多分、こういう素直じゃない所が駄目なんだろうな......。


「そんなツンツンしてるから、彼氏もできないんだぞー」


卓也は茶化すように指を差してきた。


イラッとした私は、負けじと言い返す。


「あんたも彼女の一つくらい作ったら?」


「じゃあ、どっちが先に恋人作れるか勝負だ!」


卓也はそう言うと、
「絶対勝つ!」
と捨て台詞を残し、去っていった。


「......あんなこと言って、卓也くんに彼女できたら絶対泣くでしょ?」


心咲は、呆れた表情で私を見てくる。
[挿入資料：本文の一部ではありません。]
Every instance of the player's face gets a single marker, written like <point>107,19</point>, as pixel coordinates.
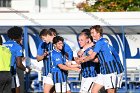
<point>82,40</point>
<point>94,34</point>
<point>46,39</point>
<point>59,45</point>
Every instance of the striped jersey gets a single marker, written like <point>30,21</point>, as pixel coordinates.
<point>43,46</point>
<point>88,68</point>
<point>108,62</point>
<point>16,51</point>
<point>58,74</point>
<point>118,62</point>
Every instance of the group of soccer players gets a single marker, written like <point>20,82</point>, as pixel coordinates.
<point>97,60</point>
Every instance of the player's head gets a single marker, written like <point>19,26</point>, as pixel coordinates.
<point>15,33</point>
<point>46,35</point>
<point>54,32</point>
<point>83,39</point>
<point>96,32</point>
<point>1,40</point>
<point>58,42</point>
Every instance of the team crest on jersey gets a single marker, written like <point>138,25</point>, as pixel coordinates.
<point>57,59</point>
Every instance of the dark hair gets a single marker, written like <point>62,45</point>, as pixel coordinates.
<point>86,31</point>
<point>15,32</point>
<point>87,35</point>
<point>45,32</point>
<point>54,32</point>
<point>57,39</point>
<point>1,40</point>
<point>98,29</point>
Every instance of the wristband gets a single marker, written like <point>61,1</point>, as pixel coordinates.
<point>83,49</point>
<point>26,70</point>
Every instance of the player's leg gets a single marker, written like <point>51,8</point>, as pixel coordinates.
<point>110,82</point>
<point>48,84</point>
<point>98,84</point>
<point>86,84</point>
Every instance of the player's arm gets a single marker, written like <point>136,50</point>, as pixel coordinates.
<point>40,53</point>
<point>19,63</point>
<point>72,64</point>
<point>81,51</point>
<point>69,51</point>
<point>41,57</point>
<point>64,67</point>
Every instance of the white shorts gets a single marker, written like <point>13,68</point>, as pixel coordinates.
<point>48,79</point>
<point>86,84</point>
<point>15,81</point>
<point>119,81</point>
<point>107,80</point>
<point>61,87</point>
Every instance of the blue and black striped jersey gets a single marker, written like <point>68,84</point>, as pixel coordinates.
<point>108,62</point>
<point>88,68</point>
<point>43,46</point>
<point>117,60</point>
<point>58,74</point>
<point>47,60</point>
<point>16,51</point>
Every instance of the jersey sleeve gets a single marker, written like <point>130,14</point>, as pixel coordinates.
<point>18,51</point>
<point>40,50</point>
<point>68,50</point>
<point>58,59</point>
<point>97,47</point>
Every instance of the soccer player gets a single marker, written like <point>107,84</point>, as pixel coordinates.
<point>15,35</point>
<point>44,53</point>
<point>59,68</point>
<point>5,75</point>
<point>108,65</point>
<point>87,68</point>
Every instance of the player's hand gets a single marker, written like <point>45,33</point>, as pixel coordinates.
<point>80,53</point>
<point>68,63</point>
<point>28,70</point>
<point>45,53</point>
<point>77,69</point>
<point>77,60</point>
<point>90,51</point>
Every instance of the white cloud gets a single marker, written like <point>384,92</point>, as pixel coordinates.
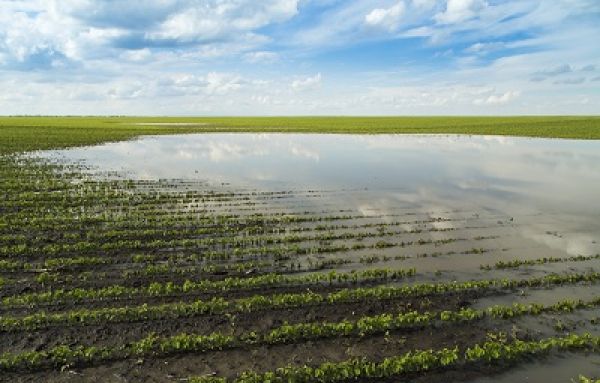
<point>217,19</point>
<point>307,83</point>
<point>261,57</point>
<point>388,18</point>
<point>460,10</point>
<point>497,99</point>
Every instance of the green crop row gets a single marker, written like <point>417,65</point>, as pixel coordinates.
<point>414,362</point>
<point>277,301</point>
<point>287,333</point>
<point>156,289</point>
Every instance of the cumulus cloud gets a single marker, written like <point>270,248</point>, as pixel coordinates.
<point>307,83</point>
<point>460,10</point>
<point>570,81</point>
<point>388,18</point>
<point>46,33</point>
<point>261,57</point>
<point>497,99</point>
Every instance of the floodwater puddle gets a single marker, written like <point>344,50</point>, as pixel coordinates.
<point>543,190</point>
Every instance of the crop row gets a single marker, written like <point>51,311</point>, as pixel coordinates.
<point>492,351</point>
<point>219,305</point>
<point>157,289</point>
<point>295,333</point>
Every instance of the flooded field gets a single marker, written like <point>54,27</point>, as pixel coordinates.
<point>226,257</point>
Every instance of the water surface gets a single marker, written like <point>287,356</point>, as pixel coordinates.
<point>549,188</point>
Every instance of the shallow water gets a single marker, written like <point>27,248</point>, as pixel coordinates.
<point>510,198</point>
<point>546,188</point>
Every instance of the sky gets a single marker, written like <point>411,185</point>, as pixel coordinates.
<point>299,57</point>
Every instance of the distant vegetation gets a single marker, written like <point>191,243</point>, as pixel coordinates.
<point>29,133</point>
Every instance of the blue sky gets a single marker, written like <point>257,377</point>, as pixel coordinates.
<point>300,57</point>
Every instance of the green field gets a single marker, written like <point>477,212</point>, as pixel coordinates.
<point>146,280</point>
<point>30,133</point>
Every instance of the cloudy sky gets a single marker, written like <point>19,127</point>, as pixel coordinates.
<point>297,57</point>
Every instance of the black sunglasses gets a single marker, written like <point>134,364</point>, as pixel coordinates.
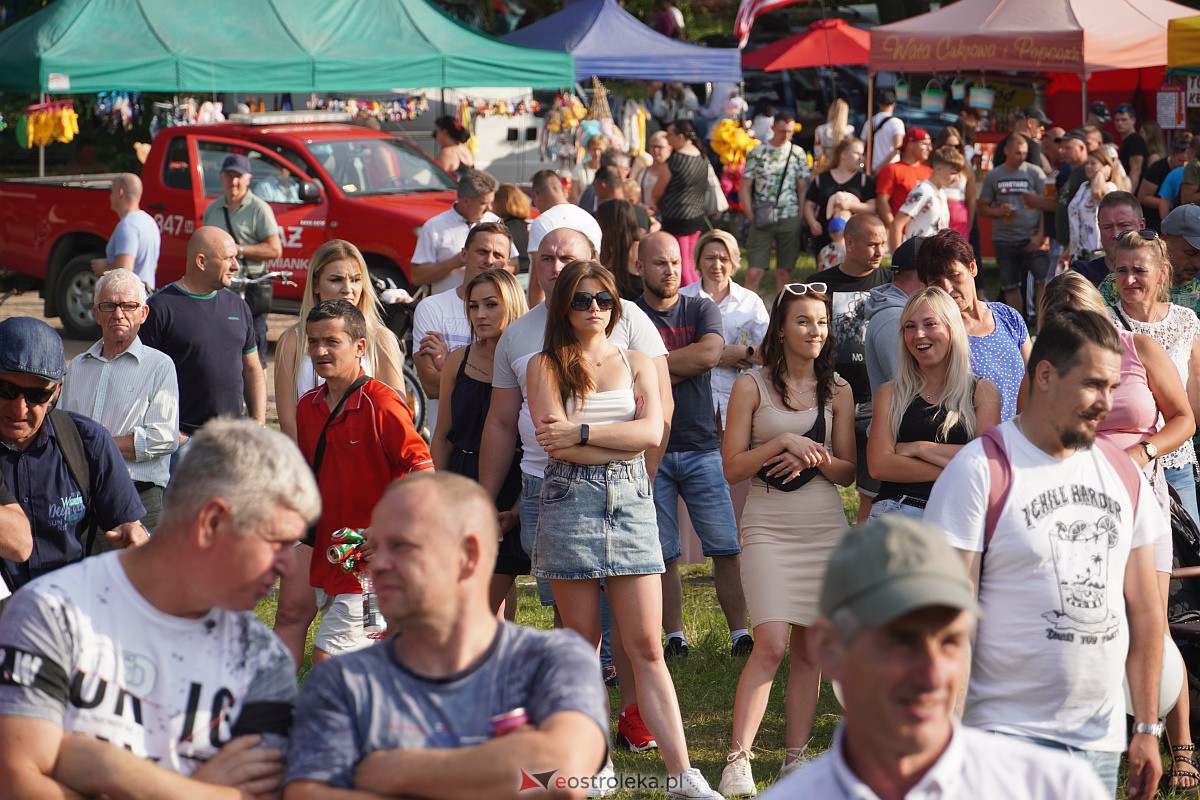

心咲が卓也に話振ったくせに......。


「そんなことないもん......」


私は目を逸らしながら、強がる。


でも、もしそうなったら泣いちゃうと思うけど......


そう思いながら、教室に入っていった。



教室では、ほとんど初めて見る顔ばかりだ。


まだみんな慣れていないせいだろう。


どことなくそわそわした雰囲気が漂っている。


突然ドアがガラリと開いた。


おそらく担任の先生だろう。


ノートをかかえて教室に入ってきた。


「担任の桜木だ。一年間よろしく。じゃあ自己紹介して」


それだけ言うと、椅子に倒れ込むように座った。


よっぽど疲れているのかな。



自己紹介が終わり、先生が教室を出ると、ほとんどの男子たちは心咲の机の周りに集まっている。


いつものことだ。


心咲は女の私から見ても、凄い美人だ。


中学生時代はたくさん告白されたらしいけど、誰かと付き合ったとかは聴いた事がない。


私は机に肘をつきながら、チラチラと心咲を見ていた。


「やっぱり人気者だよな」


頭上から声が聞こえた。


見上げると、卓也が苦笑いしながら心咲を見ている。


「......そだね」


男子と一緒に話している心咲を見ながら考える。


私も、あのくらい美人だったら卓也も振り向いてくれるのかな......。


「まあ、お前も頑張れよ。厳しいかもだけどな!」


卓也はバンバンと私の肩を叩き始めた。


本当にデリカシーの欠片もない。


「うっさい!」


私が卓也の手を叩き落とすと、卓也はぶつくさ言いながら自分の席に戻っていった。